Story by Cameron Clark, Co-op | Photo by Kirthi Padmanabhan
Since leaving home for Mongolia in December 2018, I’ve barely spent a month in the United States. My studies at Northeastern have led me to Greece for a Dialogue, Mongolia for a global co-op, Australia for a study abroad, and Ecuador, where I’m currently completing my second global co-op. The places that I’ve lived and the people whom I’ve met have broadened my perspective by several orders of magnitude, and I know that the Cameron who returns will be a fundamentally different person from the Cameron who began studying at Northeastern in 2017.

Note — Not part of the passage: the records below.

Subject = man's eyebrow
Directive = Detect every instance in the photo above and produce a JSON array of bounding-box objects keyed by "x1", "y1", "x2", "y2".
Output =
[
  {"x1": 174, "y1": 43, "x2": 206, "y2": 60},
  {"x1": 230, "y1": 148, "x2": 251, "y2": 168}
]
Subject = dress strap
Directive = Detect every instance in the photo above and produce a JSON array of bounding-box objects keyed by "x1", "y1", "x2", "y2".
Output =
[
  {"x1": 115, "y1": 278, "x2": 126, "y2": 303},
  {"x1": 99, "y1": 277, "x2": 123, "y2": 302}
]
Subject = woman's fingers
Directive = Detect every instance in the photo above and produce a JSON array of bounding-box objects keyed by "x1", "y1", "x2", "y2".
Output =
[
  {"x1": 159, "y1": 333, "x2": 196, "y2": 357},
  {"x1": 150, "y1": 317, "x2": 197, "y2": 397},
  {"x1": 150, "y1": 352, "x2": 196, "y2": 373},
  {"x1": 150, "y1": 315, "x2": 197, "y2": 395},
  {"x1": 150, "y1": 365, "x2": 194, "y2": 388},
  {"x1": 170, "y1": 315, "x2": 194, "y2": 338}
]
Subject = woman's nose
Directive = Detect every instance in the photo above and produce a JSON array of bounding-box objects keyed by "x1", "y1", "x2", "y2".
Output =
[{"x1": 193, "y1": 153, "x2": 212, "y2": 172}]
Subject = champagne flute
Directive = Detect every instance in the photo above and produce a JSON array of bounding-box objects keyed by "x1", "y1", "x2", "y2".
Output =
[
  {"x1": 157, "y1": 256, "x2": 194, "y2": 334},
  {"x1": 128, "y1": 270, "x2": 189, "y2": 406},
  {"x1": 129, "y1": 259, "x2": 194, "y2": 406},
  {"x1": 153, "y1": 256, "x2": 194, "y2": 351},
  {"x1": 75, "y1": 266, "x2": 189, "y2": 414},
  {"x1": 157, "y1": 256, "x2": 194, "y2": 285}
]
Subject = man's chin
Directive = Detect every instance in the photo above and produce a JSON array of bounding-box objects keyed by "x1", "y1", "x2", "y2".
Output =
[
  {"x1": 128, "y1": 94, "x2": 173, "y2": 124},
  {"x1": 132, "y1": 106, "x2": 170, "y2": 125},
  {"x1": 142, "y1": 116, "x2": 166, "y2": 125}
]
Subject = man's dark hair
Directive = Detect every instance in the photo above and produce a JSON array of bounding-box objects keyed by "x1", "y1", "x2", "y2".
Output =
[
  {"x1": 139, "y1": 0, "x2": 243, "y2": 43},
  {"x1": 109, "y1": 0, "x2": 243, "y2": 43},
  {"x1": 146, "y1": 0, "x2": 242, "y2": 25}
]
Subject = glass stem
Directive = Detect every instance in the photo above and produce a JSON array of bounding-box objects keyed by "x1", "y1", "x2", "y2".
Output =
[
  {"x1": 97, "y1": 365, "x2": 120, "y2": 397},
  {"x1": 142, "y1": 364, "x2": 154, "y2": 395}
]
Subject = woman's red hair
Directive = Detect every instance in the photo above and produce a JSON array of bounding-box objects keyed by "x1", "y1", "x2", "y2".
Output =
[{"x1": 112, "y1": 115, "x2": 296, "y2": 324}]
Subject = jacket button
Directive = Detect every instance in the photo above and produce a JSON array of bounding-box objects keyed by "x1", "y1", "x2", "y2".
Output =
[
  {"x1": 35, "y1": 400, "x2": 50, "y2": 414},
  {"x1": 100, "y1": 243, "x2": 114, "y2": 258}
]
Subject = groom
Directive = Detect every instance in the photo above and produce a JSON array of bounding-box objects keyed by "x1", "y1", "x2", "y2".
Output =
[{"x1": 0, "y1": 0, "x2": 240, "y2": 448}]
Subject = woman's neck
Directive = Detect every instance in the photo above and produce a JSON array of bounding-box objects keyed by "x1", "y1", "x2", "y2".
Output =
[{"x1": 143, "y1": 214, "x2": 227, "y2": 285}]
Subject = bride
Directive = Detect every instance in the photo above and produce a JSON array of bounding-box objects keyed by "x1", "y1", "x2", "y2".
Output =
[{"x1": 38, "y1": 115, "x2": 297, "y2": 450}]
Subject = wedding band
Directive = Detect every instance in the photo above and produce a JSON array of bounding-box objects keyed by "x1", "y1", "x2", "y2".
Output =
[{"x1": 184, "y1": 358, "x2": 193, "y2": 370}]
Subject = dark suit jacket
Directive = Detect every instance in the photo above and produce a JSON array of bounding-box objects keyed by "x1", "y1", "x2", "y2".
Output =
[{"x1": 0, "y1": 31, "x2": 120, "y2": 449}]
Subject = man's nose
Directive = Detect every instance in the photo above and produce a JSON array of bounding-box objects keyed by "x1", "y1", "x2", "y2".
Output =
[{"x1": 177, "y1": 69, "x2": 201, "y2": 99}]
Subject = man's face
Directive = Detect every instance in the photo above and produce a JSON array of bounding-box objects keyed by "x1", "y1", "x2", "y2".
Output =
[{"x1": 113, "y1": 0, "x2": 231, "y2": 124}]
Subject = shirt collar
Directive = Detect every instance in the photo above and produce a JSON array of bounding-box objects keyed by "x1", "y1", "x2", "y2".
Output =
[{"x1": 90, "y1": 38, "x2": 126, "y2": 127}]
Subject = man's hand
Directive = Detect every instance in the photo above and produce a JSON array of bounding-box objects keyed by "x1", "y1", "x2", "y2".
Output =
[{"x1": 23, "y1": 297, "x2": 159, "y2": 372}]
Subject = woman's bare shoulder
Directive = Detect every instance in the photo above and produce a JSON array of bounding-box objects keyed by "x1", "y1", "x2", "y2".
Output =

Coming to Northeastern at 17 years old, I was tired of having lived in the same small village in New Hampshire for my entire life. I wanted to explore, and I wanted a challenge. My first experience living abroad in 2019 became the biggest challenge I have faced. While searching for my first co-op in my sophomore year, I noticed a position as an English teacher in the city of Ulaanbaatar, Mongolia. I had never taught before and as a linguistics major, I never thought I would. but the idea of living in such a wildly different place pulled me in. I applied for the job, and less than a week later, I had already accepted an offer. Was it an impulsive decision? Definitely. Should I have waited longer and considered the effects of uprooting my life to a foreign country? Probably. Do I regret it? Not even a little.
Despite not speaking a lick of Mongolian, not knowing how to teach English, never having lived on my own before and knowing absolutely nobody in the country, I somehow made it through the six months that I spent there. The January night that I arrived, it was 40 degrees below zero; it rarely got above -10 until the end of March. On my daily 15-minute walk to work, I wore long johns, suit pants, snow pants, an undershirt, a button-down, a suit jacket, a thin down jacket, a full parka, two pairs of socks, winter boots, a beanie (usually covered by two hoods from my jackets) and thick gloves, sometimes with another pair of gloves underneath. Oh, and also a face mask, because not only is Ulaanbaatar the coldest capital city in the world, it’s also one of the most polluted, especially during the winter as people burn coal to heat their homes. Most days I couldn’t see more than 40 feet in front of me due to the smog as I walked to work in -25 degree weather while the sun finally rose at 9 a.m. Does that sound miserable to you? At times, it was. There were so many moments where I regretted my decision and longed for the comfort of my New Hampshire log cabin and for all of my friends and family with whom I could actually communicate. But I had committed to a six-month contract and I intended to see it through.
Slowly, although hardly anyone spoke English, I managed to make a few friends, and life became a bit easier. Around the end of March, the temperature finally started to go up a bit, and by late April it was warm enough to sometimes enjoy being outside. As I taught more and more, I improved rapidly and the stress that I felt during my first-ever day as a teacher began to lessen. I often still missed the familiar comforts of home and the smog-less skies of New Hampshire, but I was making it through. I was doing it. I had — in complete naivete — set out to live abroad and I was succeeding. I had learned about Mongolian culture, wandered the Mongolian countryside and gained an unexpected appreciation for the warlord Genghis Khan (for whom the Ulaanbaatar airport is named). I had Mongolian friends, and although I still couldn’t speak the language at all, had learned how to get around using mostly gestures.
As much as I struggled to find my way and put down roots in Ulaanbaatar, I now look back on the time I spent there with nostalgia and warmth. I miss my wonderful Mongolian friends, the hardiness of Mongolian cuisine and the absurdity of the casual worship of Genghis Khan. I miss horseback riding on frozen lakes and roving the dirt roads of the Gobi desert. At times, I even miss the extreme cold. If I had allowed the difficulties of a Mongolian life to weigh me down completely, I probably wouldn’t reflect on it now with such appreciation. Instead of giving in, I pushed through my experience, made the best of it and came out the other side a much stronger person, full of new insights and stories. So, for all of the readers who are on their own global journeys right now, if ever you feel like you’ve made a mistake in moving abroad, just think about how you want to feel when it’s over. Would you rather conquer the challenges of living in a new country or let them conquer you?